Per-input-site stats: after the run, RUN_LOG and log.info list each start URL origin with page URL count and sitemap fetch count (nested sitemaps inherit the seed origin from discovery).
[1.0.12] - 2026-03-28
Removed
sitemapEntryUrls — input is site URLs only (startUrls). Sitemaps are always discovered per origin (robots.txt + default paths); users no longer paste direct sitemap.xml URLs.
[1.0.11] - 2026-03-28
Changed
Input UI no longer exposed HTTP timeout, delay, extra paths, Skip robots.txt, or User-Agent — those values are fixed in code (documented in README).
[1.0.10] - 2026-03-28
Removed
maxUrls from the input UI and from supported input — the actor always collects all URLs from sitemaps (no row cap). RUN_LOG is now urls · sitemaps only (no % / ETA).
[1.0.9] - 2026-03-28
Changed
SEO: Marketplace title, seoTitle, seoDescription, and short description in actor.json — keyword-focused (XML sitemap, URL extract, robots.txt, sitemap index, technical SEO). Input schema title aligned. README H1 updated.
[1.0.8] - 2026-03-28
Fixed
Apify apify push: actor.jsonversion set to 1.1 (MAJOR.MINOR only; three-part semver is invalid on the platform).
[1.0.7] - 2026-03-28
Added
npm run test:smoke — tests/smoke-sitemaps.mjs: live checks against apify.com, doctolib.fr, vercel.com (index vs flat urlset).
.nvmrc (22) and README Troubleshooting for Homebrew Node + simdjson dyld errors (brew reinstall node@22).
[1.0.6] - 2026-03-28
Changed
All user-facing copy is English: input schema, README, changelog, code comments, and Run Log line format (urls / sitemaps labels already English).
[1.0.5] - 2026-03-28
Removed
maxSitemapDepth from the input UI and from API input — index depth is fixed to 10 levels in code (MAX_SITEMAP_INDEX_DEPTH).
[1.0.4] - 2026-03-28
Changed
Input UI: grouped sections (Sources, Limits, HTTP & options), short labels, bulk emphasis — startUrls via requestListSources (list + file import), sitemapEntryUrls and extraSitemapPaths as stringList (one URL/path per line).
[1.0.3] - 2026-03-28
Documentation
Clarified that a sitemap may be a single urlset (no nested / sub-sitemaps) or a sitemapindex; the actor supports both.
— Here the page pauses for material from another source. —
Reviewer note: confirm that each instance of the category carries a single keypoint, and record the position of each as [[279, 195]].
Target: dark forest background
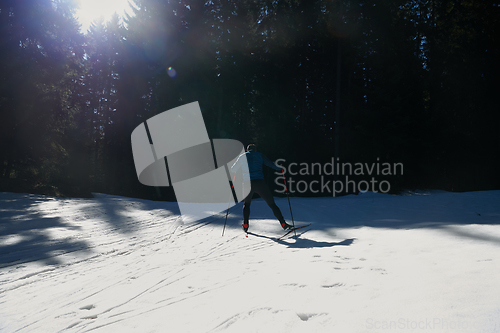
[[413, 82]]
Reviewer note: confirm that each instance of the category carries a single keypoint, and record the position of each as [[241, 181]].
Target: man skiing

README and input schema updated.
[1.0.2] - 2026-03-28
Added
sitemapEntryUrls: optional list of full sitemap XML URLs — when set, only these are used as entry points (no robots.txt / default path list). Suited for flows like https://apify.com/sitemap.xml → sitemapindex → each nested urlset.
Changed
Input form: startUrls is no longer strictly required if sitemapEntryUrls is provided.
[1.0.1] - 2026-03-28
Changed
maxUrls is optional by default: omit it to collect every URL from sitemaps (no cap). % and ETA in RUN_LOG only when maxUrls is set.
[1.0.0] - 2026-03-28
Added
Initial release: discover sitemaps via robots.txt + common paths + optional extra paths.
Follow sitemapindex recursively with configurable max depth.